Brow Beat

Jay Pharoah, Taran Killam, and Jon Rudnitsky are Leaving Saturday Night Live. Here’s Their Best Work.

We’ll miss Jay Pharoah’s Ben Carson most of all.

NBC

Variety reported late Monday night that three Saturday Night Live cast members would not be returning for the show’s next season. Jay Pharoah and Taran Killam, who were both on Saturday Night Live for six seasons, and Jon Rudnitsky, who was new last year, were all told that their contracts were not being renewed. It’s unclear what led to the decisions; Killam told Uproxx he wasn’t expecting the news, and who knows what logic is behind firing Pharoah, the show’s only credible Obama, in an election year. But Lorne Michaels Kremlinology is more Marc Maron’s thing than Slate’s, so here are a few of our favorite sketches from the show’s departing cast members.

“The Jay Pharoah Show”

Pharoah’s skills as an impressionist are prodigious, but his all-impression sketches lean a little hard on this talent. “The Jay Pharoah Show” addresses this criticism head on, by having Pharoah play a talk-show host who uses his impressions as a crutch to avoid admitting he doesn’t know anything about Daniel Radcliffe. The framing device and both men’s increasing discomfort make this top-tier Pharoah.

“Principal Frye: Holiday Jam”

The first impressions a kid masters are authority figures: parents, teachers, and principals.
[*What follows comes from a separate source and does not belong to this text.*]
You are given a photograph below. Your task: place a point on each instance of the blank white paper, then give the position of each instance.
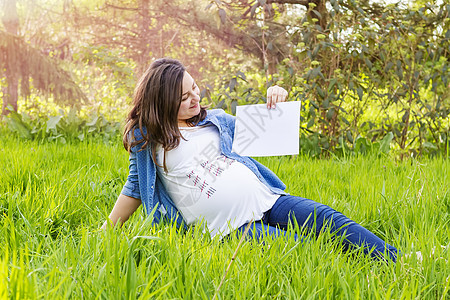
(267, 132)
Jay Pharoah’s high school principal was one James L. Frye. This is probably a coincidence.

“Ben Carson Endorsement”

Ben Carson was one of the great pleasures of Saturday Night Live’s past season—another reason Pharoah’s departure is puzzling—and this was one of his finest, creepiest appearances. Be sure to watch to the end for one of Darrell Hammond’s truest-to-life Trump moments.

“Les Jeunes de Paris”

“Les Jeunes de Paris,” which Tarran Killam originally wrote at the Groundlings (Sarah Baker co-wrote) was inspired by its soundtrack, a song Killam’s then-fiancé Cobie Smulders discovered at Starbucks, as Jessica Grose reported for Slate. It’s all too rare for Saturday Night Live to embrace something as sweetly surreal as this, and Killam’s total commitment makes it work.

“Weekend Update: Matthew McConaughey on His Career”

Killam perfectly captures the weird, rambling rhythms of Matthew McConaughey’s amazing Oscar acceptance speech (it’s easy to forget just how strange it was) and the gobbledygook he was spouting on True Detective at the time. And the closer is genius.

“Jebidiah Atkinson: Great Speeches”

It sort of got lost once Jebidiah Atkinson became a recurring character, but Killam’s greatest creation was inspired by a real person, the anonymous author of the Harrisburg Patriot & Union’s negative review of the Gettysburg Address. (In the paper’s defense, their owner and three other staffers had been arrested without trial by Lincoln’s soldiers a year earlier.) Atkinson went on to pan everything from holiday movies to TV shows, but his first appearance gets our vote for the tasteless Mary Todd Lincoln joke.

“Weekend Update: Dirty Dancing Live

Jon Rudnitsky was underused in his one season on Saturday Night Live, usually getting cast as the person reacting to someone else’s craziness. (He’s pretty good at it; watch him terrorized by Miley Cyrus in this Grease sketch.) But he did get the chance to bring this brilliant Dirty Dancing Live routine to a national audience, which makes his tenure a success in our book.

So farewell, Jay, Taran, and Jon—may all your TV shows last longer than Tequila and Bonetti and all your movies make more money than Taxi. We’ve had the time of our lives.